August 17, 2007
Following his highly successful post on out-of-office e-mail replies, Guru has been inundated with requests for more top tips on managing e-mails.
So a press release on the subject from Global Integration couldn't have been more timely.
It reads:
600 e-mails waiting for you when you get back from holiday? Delete the lot!New research conducted by teams of academics from Glasgow has identified an all too familiar problem now commonplace among office workers: e-mail stress. The researchers' study found that 34% of people feel 'e-stressed' by the sheer volume of e-mails they receive.
These findings come as no surprise to Global Integration, whose own survey has identified that people get an average of 58 e-mails per day. So a typical person will return from a two-week holiday to find nearly 600 e-mails waiting for them.
Of these, only 43% are necessary for them to do their job, meaning that staff can spend up to 20% of their time dealing with unnecessary e-mails.

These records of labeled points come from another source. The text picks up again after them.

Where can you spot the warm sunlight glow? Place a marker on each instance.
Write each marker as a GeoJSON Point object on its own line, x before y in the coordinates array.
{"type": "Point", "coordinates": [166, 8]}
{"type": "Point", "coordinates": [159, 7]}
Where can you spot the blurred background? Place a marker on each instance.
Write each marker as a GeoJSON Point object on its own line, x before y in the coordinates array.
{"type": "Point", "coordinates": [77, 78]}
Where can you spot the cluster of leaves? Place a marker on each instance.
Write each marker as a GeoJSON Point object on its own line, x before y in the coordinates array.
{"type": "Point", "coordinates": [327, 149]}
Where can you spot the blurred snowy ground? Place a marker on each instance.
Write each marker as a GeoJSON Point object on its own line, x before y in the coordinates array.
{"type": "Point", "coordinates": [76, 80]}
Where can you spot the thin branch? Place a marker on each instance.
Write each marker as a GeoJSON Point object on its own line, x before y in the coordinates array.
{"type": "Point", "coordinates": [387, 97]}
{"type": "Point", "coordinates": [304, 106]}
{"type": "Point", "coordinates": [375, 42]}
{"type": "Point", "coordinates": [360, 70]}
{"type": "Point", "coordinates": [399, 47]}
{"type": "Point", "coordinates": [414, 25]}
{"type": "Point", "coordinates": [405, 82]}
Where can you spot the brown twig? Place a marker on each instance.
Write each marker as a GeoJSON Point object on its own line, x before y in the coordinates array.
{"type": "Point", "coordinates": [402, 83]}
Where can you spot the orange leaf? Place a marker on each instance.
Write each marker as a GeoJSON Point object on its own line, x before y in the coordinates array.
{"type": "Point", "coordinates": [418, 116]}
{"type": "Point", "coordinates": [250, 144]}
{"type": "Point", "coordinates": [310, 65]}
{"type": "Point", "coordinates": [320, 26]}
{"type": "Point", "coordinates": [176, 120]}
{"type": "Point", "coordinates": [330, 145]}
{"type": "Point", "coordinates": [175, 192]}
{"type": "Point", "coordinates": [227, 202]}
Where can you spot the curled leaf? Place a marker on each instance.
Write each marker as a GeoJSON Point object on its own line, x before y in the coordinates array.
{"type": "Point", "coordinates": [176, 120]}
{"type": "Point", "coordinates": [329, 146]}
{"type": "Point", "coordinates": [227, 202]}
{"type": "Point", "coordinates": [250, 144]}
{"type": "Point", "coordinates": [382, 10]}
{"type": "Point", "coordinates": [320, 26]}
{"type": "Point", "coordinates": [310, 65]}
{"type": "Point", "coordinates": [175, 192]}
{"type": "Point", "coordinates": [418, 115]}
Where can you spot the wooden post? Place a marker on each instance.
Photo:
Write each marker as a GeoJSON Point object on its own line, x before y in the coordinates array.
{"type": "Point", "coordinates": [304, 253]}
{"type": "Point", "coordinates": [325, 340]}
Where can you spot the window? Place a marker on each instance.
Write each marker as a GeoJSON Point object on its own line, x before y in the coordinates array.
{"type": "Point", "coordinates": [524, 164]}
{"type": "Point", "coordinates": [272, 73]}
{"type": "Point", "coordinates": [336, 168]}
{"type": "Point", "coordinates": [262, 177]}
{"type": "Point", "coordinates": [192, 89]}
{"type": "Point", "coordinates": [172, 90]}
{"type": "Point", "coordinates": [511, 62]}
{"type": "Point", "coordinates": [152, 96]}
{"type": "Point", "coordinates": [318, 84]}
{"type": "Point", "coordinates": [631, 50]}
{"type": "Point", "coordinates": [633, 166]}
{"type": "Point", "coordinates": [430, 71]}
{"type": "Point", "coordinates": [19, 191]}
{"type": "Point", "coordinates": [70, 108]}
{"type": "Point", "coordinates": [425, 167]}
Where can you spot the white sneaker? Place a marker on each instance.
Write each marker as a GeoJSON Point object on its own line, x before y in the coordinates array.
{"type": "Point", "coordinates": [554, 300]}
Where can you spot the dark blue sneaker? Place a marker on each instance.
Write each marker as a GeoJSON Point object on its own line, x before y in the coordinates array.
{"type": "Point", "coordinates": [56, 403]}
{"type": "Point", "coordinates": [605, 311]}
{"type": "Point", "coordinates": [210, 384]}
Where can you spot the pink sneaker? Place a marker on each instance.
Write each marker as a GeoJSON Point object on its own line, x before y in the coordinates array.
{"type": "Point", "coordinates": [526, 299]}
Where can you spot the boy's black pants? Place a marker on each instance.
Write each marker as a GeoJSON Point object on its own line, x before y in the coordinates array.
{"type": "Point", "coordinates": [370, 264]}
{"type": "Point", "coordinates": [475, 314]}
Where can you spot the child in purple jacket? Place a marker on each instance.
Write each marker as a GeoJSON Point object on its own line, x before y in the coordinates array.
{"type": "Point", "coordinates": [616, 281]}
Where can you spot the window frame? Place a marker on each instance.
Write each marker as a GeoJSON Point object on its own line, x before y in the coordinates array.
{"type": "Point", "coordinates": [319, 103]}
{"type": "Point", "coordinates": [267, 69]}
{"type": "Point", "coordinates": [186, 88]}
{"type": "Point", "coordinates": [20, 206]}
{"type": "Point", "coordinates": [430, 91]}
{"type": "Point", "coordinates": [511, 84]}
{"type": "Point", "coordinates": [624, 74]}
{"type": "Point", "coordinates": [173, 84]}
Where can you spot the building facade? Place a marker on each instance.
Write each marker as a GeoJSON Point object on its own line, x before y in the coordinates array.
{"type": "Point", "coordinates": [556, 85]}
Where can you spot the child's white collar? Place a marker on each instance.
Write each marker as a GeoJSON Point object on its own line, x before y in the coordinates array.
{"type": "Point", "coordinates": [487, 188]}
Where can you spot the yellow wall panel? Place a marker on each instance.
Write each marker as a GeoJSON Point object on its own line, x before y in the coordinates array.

Kevan Hall, CEO of Global Integration and author of Speed Lead: Faster, Simpler Ways to Manage People, Projects and Teams in Complex Companies, believes that dealing with the e-mails is counterproductive in terms of managing time, not to mention well-being.
His solution is quite simple: delete the lot, he advises, adding that 99% of them will have solved themselves whilst you were away and the urgent ones will contact you again anyway.

Guru salutes this approach to communication, as he recently returned to work from a week's holiday to find his "inbox full" of 300+ mostly irrelevant e-mails (though there was a potentially very interesting one from a Nigerian prince who wants help transferring £350m into a UK bank and is offering a generous reward of 20% in exchange for Guru's account details).
Guru's fellow Personnel Today blogger HR Hartley at HaRRgh! has also just posted about the phenomenon.
That said, it's a good thing for the PR people at Global Integration that Guru didn't follow Kevan Hall's advice to delete all his e-mails without checking them on this occasion, as its press release had been sent to Yours Truly... by e-mail!